Shiner – The Egg

3 out of 5

Label: DeSoto Records

Produced by: J. Robbins

The comparatively long-gestating Starless got a quick followup with Shiner’s final – for their first phase – album, The Egg, which serves as a perfect symbol of the band kind of finally “maturing” to a state where they were ready to hatch and leave the nest. (Only to return later on as eldsters, proving all they’d learned.)

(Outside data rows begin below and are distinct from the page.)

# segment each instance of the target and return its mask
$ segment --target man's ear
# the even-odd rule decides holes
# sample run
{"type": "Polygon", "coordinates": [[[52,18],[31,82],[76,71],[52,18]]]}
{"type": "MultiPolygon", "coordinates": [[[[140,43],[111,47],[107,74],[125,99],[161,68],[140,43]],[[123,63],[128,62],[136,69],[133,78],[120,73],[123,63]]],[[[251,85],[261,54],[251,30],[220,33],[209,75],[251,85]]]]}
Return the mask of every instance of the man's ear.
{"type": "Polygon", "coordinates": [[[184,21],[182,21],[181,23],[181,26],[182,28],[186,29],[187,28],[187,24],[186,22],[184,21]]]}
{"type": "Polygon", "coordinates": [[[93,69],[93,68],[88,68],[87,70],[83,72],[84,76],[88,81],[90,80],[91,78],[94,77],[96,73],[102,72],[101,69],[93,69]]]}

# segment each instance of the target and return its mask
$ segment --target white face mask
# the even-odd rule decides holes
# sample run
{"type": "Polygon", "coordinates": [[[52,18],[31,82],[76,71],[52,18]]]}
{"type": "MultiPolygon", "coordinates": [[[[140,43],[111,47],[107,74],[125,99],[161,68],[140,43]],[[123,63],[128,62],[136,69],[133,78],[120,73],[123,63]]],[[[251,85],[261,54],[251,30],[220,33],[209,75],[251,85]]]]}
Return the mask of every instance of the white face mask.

This state naturally brings with it a lot of energy and excitement: it’s true to say that the melding of Shiner’s mathy hardcore and later emo-pop leanings have rarely been blended in exactly the same degrees as on The Egg, especially surprising upon release but enduring in its uniqueness even decades on. At the same time, just as Starless was perhaps equivalent to a teenager’s melting pot of traits, kind of uncomfortably shoved together, The Egg is a cute lil’ post-college 20something, certainly more assured and adulting and just a wee bit wizened, but maybe trying too hard to be those things as well. And so: while Paul Malinoswski’s bass snakes expertly through the rhythms, and J. Robbins’ production makes the guitars shimmer and the drums absolutely kick, and the band in general has a much better grasp on integrating synths and keys vs. Starless, the album also reeks of some of the rather forced sincerity that was being brought into indie rock at the time, which is a long-winded way of describing this as pretty damned emo at points. Allen Epley is really reaching for some notes he can’t quite make; there’s an acoustic closer; we’re a few steps away from Dashboard Confessional on one end, or Thursday on the other. That really was the sound at the time, so it makes sense, especially when tapping a know quantity like Robbins to be at the boards.

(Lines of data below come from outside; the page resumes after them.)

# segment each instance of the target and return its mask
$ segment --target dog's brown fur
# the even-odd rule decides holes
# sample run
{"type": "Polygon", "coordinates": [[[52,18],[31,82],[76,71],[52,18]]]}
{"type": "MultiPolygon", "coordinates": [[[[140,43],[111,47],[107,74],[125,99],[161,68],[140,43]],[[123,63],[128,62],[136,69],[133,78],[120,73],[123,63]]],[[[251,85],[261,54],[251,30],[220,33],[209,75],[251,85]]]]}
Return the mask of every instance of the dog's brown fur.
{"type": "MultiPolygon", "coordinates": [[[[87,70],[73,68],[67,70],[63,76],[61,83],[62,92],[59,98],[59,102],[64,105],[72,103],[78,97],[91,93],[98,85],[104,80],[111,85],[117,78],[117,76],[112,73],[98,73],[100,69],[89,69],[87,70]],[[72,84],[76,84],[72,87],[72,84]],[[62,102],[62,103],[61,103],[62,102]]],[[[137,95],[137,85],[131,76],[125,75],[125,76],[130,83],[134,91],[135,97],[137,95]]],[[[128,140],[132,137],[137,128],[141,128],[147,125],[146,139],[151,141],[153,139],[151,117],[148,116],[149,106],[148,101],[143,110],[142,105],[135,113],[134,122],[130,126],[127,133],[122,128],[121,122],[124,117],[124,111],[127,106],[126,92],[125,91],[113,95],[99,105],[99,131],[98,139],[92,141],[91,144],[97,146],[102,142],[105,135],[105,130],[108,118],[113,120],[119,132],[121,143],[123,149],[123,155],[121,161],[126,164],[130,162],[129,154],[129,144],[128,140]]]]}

And the album can be pretty uneven as a result. Even intra-song, the meaty-ass riffs that open up the album – The Truth About Cows, Surgery – tend to get cut off by “pretty” bridges, and a tune like The Simple Truth is really pushing for something during its 7-minute runtime that it’s a bit too precious to achieve.

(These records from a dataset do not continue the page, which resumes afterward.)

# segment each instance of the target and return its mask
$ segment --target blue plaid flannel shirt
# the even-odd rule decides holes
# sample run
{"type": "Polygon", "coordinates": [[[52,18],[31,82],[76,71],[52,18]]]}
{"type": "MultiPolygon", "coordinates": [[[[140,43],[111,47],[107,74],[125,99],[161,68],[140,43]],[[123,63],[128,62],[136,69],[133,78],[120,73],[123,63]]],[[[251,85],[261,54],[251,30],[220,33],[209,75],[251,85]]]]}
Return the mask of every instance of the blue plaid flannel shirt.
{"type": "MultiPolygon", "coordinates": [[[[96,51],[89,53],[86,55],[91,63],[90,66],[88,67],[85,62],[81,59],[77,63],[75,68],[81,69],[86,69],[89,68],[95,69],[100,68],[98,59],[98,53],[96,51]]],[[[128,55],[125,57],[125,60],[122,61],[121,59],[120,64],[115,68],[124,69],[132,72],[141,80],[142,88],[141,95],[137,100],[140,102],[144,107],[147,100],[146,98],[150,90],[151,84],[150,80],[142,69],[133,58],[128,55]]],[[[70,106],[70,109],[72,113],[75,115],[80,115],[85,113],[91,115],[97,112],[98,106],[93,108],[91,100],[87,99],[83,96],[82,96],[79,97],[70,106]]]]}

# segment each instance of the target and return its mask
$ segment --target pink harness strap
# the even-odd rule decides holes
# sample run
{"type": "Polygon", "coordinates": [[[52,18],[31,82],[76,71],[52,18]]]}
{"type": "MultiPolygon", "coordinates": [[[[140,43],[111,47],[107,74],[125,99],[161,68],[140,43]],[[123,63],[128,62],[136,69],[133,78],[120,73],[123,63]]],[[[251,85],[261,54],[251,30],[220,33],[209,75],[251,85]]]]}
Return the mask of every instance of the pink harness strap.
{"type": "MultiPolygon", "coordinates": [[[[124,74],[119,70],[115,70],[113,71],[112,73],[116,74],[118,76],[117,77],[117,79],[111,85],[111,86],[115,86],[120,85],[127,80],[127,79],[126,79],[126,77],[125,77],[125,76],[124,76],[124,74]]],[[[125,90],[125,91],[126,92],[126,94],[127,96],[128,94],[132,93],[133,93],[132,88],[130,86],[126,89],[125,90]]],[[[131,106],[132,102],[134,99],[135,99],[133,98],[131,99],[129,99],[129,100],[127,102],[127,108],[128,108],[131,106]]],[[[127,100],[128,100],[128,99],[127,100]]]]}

That said, Shiner was all-in on this sound in a way that comes across as sincere, and so it sits unashamedly side by side with some of their best sounding material (thanks, J.!) and most memorable and heavy-hitting melodies. The Egg is a weird experience to listen to: I rock out to it and cringe at it equally, marveling at how seamlessly those two reactions follow one another. And then obviously if you are a fan of that emo rock from the time, you can remove the cringe and just revel in some expert genre mixing.